NATURALEZA EN BUENOS AIRES
A pesar de la frialdad que puede imprimir el cemento y el concreto que se utiliza en la construcción de las amplias y extensas carreteras y los inmensos rascacielos, Ciudad de Buenos Aires tiene la delicadeza de ofrecer al viajero la sensación bucólica de sus bellos y extraordinarios parques y jardines, y un hábitat natural muy cerca de ella, en sus alrededores.
La Provincia de Buenos Aires incluye en su vasta geografía
Reservas Naturales de diversa índole, como los Parques Provinciales o los Refugios de la Vida Silvestre, y hasta
Monumentos Históricos que suelen ser objetos o especies vivas de animales o plantas de interés estético, histórico o científico que necesiten de una adecuada protección.

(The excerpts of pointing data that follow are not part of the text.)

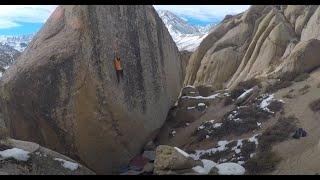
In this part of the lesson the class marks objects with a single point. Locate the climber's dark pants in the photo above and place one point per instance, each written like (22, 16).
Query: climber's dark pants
(119, 73)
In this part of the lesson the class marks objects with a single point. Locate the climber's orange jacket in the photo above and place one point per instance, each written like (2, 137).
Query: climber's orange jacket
(117, 64)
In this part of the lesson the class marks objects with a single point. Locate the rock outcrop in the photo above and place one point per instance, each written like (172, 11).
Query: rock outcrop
(63, 92)
(170, 159)
(262, 41)
(27, 158)
(7, 56)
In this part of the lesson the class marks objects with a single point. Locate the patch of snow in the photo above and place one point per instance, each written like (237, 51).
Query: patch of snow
(202, 104)
(182, 152)
(238, 151)
(201, 97)
(226, 94)
(237, 148)
(259, 124)
(16, 153)
(266, 102)
(189, 86)
(199, 153)
(254, 139)
(230, 169)
(207, 166)
(245, 93)
(67, 164)
(199, 170)
(173, 133)
(237, 120)
(189, 108)
(252, 154)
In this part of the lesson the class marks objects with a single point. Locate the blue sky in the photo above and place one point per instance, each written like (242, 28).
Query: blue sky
(26, 19)
(23, 19)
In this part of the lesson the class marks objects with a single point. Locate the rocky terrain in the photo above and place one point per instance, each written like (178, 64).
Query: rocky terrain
(8, 55)
(19, 42)
(63, 93)
(186, 36)
(245, 102)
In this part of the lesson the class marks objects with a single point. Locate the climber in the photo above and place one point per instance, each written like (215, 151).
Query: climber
(118, 67)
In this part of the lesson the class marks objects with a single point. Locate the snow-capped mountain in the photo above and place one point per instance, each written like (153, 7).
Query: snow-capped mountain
(187, 36)
(17, 42)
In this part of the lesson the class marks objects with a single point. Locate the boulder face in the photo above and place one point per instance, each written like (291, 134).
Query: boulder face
(63, 92)
(262, 41)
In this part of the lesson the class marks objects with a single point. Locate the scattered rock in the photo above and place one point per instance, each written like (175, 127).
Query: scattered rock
(150, 146)
(31, 159)
(148, 168)
(138, 162)
(68, 88)
(169, 158)
(149, 155)
(299, 133)
(230, 169)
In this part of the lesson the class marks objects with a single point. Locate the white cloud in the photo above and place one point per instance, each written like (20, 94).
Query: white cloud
(203, 12)
(11, 15)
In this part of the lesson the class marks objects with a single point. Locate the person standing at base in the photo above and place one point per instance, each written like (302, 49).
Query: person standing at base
(118, 67)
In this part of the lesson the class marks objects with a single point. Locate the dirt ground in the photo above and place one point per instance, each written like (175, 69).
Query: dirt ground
(301, 156)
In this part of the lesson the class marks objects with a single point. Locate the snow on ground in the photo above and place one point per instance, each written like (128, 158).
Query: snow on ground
(259, 124)
(201, 97)
(67, 164)
(202, 104)
(217, 125)
(245, 93)
(189, 86)
(189, 108)
(189, 42)
(16, 153)
(199, 153)
(207, 166)
(237, 148)
(182, 152)
(230, 169)
(173, 133)
(254, 139)
(232, 116)
(266, 102)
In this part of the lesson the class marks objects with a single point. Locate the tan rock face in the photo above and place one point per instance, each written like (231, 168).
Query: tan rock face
(63, 91)
(255, 44)
(169, 159)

De este modo, muy cerca
de la gran metrópoli, el viajero puede hallar espacios donde el tiempo también se detiene para que contemple la minuciosa belleza de una planta exótica o el garbo sin igual de un animalito protegido.

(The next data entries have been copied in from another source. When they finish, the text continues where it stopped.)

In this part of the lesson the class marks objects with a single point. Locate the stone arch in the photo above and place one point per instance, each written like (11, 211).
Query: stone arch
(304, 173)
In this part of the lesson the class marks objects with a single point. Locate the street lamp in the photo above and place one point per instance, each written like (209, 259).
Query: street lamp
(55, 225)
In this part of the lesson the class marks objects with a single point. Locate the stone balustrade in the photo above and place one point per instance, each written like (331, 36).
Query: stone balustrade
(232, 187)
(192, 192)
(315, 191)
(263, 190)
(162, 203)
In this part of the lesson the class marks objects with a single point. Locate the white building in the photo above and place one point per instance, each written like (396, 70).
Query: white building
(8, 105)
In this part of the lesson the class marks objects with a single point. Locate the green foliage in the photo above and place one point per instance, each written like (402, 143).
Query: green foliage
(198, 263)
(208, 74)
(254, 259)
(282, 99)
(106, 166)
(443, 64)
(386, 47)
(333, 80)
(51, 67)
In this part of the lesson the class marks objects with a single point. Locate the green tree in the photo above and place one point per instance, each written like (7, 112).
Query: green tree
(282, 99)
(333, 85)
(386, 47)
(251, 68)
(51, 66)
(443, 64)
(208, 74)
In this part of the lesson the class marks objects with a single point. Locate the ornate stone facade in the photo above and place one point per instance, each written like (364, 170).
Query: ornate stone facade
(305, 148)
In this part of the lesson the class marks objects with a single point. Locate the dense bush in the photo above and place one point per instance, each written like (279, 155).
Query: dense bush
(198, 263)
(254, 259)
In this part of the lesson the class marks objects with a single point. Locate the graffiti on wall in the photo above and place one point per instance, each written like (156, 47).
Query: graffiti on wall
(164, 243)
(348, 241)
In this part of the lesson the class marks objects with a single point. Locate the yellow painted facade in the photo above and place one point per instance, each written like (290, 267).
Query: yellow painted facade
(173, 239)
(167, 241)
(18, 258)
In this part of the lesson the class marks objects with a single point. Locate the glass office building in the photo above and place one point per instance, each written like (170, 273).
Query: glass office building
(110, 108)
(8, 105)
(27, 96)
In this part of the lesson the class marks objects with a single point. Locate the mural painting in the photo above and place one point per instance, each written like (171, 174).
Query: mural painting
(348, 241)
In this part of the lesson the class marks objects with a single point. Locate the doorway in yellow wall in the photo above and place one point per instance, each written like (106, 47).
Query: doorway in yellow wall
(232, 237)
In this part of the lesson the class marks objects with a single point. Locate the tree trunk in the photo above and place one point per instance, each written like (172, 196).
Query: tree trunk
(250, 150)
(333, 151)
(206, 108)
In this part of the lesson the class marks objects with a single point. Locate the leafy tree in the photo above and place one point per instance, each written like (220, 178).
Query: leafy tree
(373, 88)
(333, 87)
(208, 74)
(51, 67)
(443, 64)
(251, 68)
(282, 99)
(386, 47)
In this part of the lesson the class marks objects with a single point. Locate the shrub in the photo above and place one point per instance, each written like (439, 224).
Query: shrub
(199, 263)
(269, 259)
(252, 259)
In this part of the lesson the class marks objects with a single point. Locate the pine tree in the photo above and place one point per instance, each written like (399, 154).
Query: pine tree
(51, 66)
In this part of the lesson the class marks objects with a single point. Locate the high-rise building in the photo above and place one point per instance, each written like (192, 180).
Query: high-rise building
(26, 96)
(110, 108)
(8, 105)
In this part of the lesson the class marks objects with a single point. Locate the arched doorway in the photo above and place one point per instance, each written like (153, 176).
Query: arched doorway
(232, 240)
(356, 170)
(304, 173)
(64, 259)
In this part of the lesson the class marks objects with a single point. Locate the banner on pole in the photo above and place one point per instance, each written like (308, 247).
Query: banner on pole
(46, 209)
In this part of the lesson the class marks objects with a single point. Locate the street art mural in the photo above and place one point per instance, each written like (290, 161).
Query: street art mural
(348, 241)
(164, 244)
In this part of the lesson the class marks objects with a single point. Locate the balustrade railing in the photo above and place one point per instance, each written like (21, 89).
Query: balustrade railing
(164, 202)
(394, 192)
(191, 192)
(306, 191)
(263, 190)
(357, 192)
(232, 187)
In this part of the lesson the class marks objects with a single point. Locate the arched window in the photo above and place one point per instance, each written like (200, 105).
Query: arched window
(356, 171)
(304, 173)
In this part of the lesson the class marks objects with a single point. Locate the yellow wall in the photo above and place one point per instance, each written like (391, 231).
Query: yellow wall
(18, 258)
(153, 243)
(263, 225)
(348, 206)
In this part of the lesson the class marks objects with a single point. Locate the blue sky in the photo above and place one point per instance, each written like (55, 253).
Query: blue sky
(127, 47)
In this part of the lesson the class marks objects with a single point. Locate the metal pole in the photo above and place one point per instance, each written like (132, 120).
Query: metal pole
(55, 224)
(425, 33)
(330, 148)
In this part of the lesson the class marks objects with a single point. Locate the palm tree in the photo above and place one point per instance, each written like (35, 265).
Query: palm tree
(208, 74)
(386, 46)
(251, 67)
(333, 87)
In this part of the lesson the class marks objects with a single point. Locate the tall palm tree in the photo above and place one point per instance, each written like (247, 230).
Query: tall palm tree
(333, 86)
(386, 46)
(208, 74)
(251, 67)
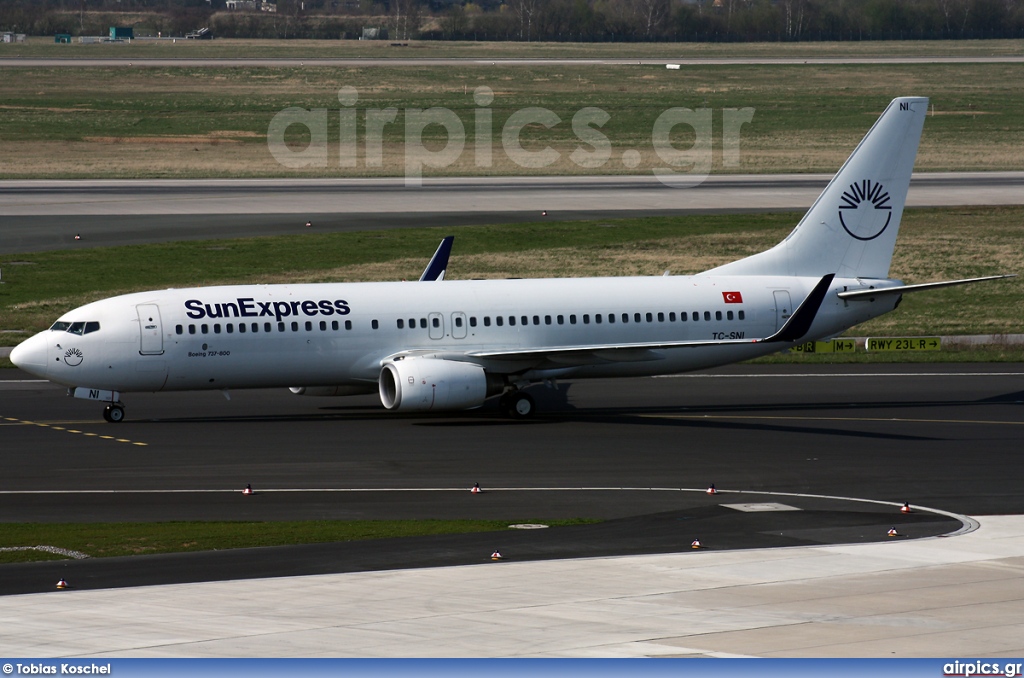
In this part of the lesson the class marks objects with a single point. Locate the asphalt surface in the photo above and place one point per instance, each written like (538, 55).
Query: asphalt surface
(183, 61)
(47, 215)
(635, 453)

El visitante no puede perder, además, la oportunidad de darse un salto hacia la Reserva Natural e Histórica de la Isla Martín García, en el extremo norte de Buenos Aires, y observar las selvas marginales con características y composición botánica de los montes blancos del Delta, y las nutrias, los ciervos y los
gatos asilvestrados.
O la serie de islas en forma de cubeta del Delta del Paraná, o los peces en vías de extinción en Río Barca Grande, en el Partido de San Fernando, o las "selvas en galería" que bordean
los ríos Paraná y Uruguay, es decir, la Selva Marginal de Punta Lara, en el Partido de Ensenada.